I can carry 2x4s, 2x6s, and 2x10s over my shoulder. I can drive a skidsteer pretty decently. I've driven trucks you almost need a CDL for. Thrown a few hundred barrels off the side of a moving truck into traffic, tossed and picked up a thousand cones, and almost fallen asleep standing nearly daily.

I can operate drills left and right handed and have been asked if my hammer was a hand-me-down because it's so beat up after only 4 months (my first hammer was deemed too small and I was ordered to get a real hammer). 

We're building a bridge over a highway now. We're tearing one down and putting a new one up. Until the same is done to this one many years down the road, I'll be able to drive under and over this bridge and know how it was built. I can tell you how many pieces of rebar are in the pedestals because I tied them in there. I know how many forms it took to pour the concrete because I was in a harness hanging off the wall beating the clamps on and inside crawling around picking up wire and tying rebar with Matt before it was solid concrete. 

As my dad said, I'll remember this year for the rest of my life. When I can't wait for work to be over some days, I remember it's financially giving me a lot but more than that is the intangible, priceless skills and memories I'll always have. I'll have a lot of pride for sticking it out, I imagine. And knowledge that if I could do this year, I could do almost any other year that comes down the pipe.

The thing I'm learning about life was worded best by Bruce Lee. A few years ago I was overwhelmed by far less than this. Felt physically hurt and weak by far less. If one presses on, one does not return to that state. You simply learn and are capable of more. And the harder a thing is, often the more worthwhile. 

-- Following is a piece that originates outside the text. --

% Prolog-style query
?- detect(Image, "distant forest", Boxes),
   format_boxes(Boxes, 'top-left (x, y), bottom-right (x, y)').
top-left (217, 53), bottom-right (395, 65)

"If you always put limits on everything you do, physical or anything else, it will spread into your work and into your life. There are no limits. There are only plateaus, and you must not stay there, you must go beyond them."

Saturday, January 14, 2017

I don't know if I told you, I love the ocean more than almost anything.
The way I love a couple of people.
In an underlying, irrelevant-of-all-else fashion.

Yesterday, in a thaw, the air smelled of Dar and Zanzibar.
I spent the morning, measuring out steel in layers of clothes,
Walking barefoot through Stonetown.
Waving to the dark throbbing of the port.

The air slowly froze, the ground began to crust under our boots.
We sank in the mud, bursting beneath the frosted layer
Like the first plunge into a merengue.
In the afternoon, with the hammering rain, soaked through, I forgot
The smell of the morning.

But I remember when I lay down at night
And in the morning when I slip the ancient coin
That hangs on the silver chain
That I once picked out of the shop,
Nine years ago.

A decade goes by quickly.
But when you love something,
As I love the sea,
Deep as the current,

What is time to wait for something you love, really.

The smell of fish and ancient concrete,
Reminded me of another place, another truer self.
Timing is everything, and timing has dealt brutal lessons.
What matters, is that one continues on.

And on.
And on.
And on.

Until one day, you find yourself again in the sun.


I started a new job last week. It's not easy. But it's good. And it will help me get to where I am heading.